This topic describes how to migrate data from an Amazon Elasticsearch Service (Amazon ES) domain to an Alibaba Cloud Elasticsearch cluster.

The following figure shows the reference architecture for the migration.

Reference architecture for Elasticsearch data migration

Terms

  • Elasticsearch: a distributed, RESTful search and analysis engine designed for various scenarios. As the core of the Elastic Stack, Elasticsearch stores your data in a centralized manner and searches and analyzes data.
  • Kibana: provides a visual interface for you to search and analyze data.
  • Amazon ES: a fully managed service that offers easy-to-use Elasticsearch API operations and real-time analytics capabilities. This service also provides the availability, scalability, and security that are required for production workloads. You can use Amazon ES to easily deploy, protect, manage, and scale Elasticsearch clusters for scenarios such as log analysis, full-text search, and application monitoring.
  • Alibaba Cloud Elasticsearch: It is designed based on open-source Elasticsearch for scenarios such as data analytics and search. It provides enterprise-grade access control, automated reporting, and security monitoring and alerting.
  • Snapshot and restore: You can store snapshots of individual indexes or an entire cluster in a remote repository like a shared file system, such as Amazon Simple Storage Service (Amazon S3) or HDFS. The snapshots can be used to restore data. However, the data can be restored only to Elasticsearch clusters of specific versions:
    • Data in a snapshot created in an Elasticsearch 5.x cluster can be restored to an Elasticsearch 6.x cluster.
    • Data in a snapshot created in an Elasticsearch 2.x cluster can be restored to an Elasticsearch 5.x cluster.
    • Data in a snapshot created in an Elasticsearch 1.x cluster can be restored to an Elasticsearch 2.x cluster.
    Note The first snapshot that you create for an index is a full snapshot. Subsequent snapshots are incremental snapshots.

Migration plan

To migrate data to an Alibaba Cloud Elasticsearch cluster, follow these steps:
  1. Create a baseline index.
    1. Create a snapshot repository and associate it with an S3 bucket.
    2. Create the first snapshot for the index whose data you want to migrate. The first snapshot is a full snapshot.
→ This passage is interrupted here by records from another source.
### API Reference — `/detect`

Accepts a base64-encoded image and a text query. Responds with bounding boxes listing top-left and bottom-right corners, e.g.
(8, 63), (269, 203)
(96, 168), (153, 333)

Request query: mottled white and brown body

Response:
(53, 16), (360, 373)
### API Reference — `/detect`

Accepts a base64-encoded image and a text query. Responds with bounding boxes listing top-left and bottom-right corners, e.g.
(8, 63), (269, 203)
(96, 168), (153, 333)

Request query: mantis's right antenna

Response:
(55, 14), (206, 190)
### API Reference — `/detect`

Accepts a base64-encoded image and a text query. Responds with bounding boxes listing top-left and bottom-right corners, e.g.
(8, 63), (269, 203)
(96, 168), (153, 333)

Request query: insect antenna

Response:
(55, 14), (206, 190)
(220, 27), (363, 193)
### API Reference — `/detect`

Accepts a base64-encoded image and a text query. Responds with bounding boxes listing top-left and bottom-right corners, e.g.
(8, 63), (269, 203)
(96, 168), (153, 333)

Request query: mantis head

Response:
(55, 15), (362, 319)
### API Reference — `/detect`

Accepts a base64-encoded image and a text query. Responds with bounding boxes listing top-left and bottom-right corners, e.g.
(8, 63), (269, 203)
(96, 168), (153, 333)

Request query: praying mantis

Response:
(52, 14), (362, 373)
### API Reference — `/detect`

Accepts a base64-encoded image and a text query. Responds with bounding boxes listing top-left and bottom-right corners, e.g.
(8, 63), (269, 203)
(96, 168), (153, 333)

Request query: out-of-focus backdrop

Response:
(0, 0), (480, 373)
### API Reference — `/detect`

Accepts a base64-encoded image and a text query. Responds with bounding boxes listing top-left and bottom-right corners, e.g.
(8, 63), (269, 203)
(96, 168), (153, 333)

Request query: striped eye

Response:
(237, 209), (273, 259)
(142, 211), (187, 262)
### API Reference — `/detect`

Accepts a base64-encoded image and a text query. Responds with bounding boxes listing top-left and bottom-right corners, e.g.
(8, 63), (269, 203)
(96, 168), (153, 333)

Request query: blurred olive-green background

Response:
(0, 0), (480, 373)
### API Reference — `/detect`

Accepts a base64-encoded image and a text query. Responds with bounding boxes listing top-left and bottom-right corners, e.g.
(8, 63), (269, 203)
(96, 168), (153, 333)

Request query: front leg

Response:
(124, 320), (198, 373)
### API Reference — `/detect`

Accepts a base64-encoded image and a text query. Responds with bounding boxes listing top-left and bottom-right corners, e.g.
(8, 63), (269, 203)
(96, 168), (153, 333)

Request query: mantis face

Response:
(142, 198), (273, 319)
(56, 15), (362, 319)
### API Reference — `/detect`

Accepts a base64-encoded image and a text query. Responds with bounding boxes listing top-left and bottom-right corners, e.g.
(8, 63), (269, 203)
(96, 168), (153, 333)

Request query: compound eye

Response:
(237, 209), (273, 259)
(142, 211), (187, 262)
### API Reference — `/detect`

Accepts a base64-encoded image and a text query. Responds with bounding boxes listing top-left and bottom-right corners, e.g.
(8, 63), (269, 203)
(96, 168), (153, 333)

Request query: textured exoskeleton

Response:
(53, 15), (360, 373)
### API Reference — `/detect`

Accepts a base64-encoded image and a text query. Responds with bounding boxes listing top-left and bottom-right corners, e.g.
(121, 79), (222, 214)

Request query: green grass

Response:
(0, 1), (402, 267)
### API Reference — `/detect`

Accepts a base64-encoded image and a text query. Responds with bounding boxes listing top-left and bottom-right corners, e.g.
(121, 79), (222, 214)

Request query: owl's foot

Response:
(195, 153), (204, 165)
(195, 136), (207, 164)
      This snapshot is automatically stored in the S3 bucket.

    3. Create an Object Storage Service (OSS) bucket on Alibaba Cloud, and register it with the snapshot repository of your Alibaba Cloud Elasticsearch cluster.
    4. Use ossimport to transfer the full snapshot from the S3 bucket to the OSS bucket.
    5. Restore data from the full snapshot to your Alibaba Cloud Elasticsearch cluster.
  2. Process incremental snapshots on a regular basis.

    Repeat the preceding steps to restore data from incremental snapshots.

  3. Identify the final snapshot and perform a service switchover.
    1. Stop services that may modify index data.
    2. Create the final snapshot for your Amazon ES domain.
    3. Transfer the final snapshot to your OSS bucket. Then, restore data from the snapshot to your Alibaba Cloud Elasticsearch cluster.
    4. Perform a service switchover to the cluster.

Prerequisites

  • An Amazon ES 5.5.2 domain is created in the Asia Pacific (Singapore) region.
  • An Alibaba Cloud Elasticsearch V5.5.3 cluster is created in the China (Hangzhou) region.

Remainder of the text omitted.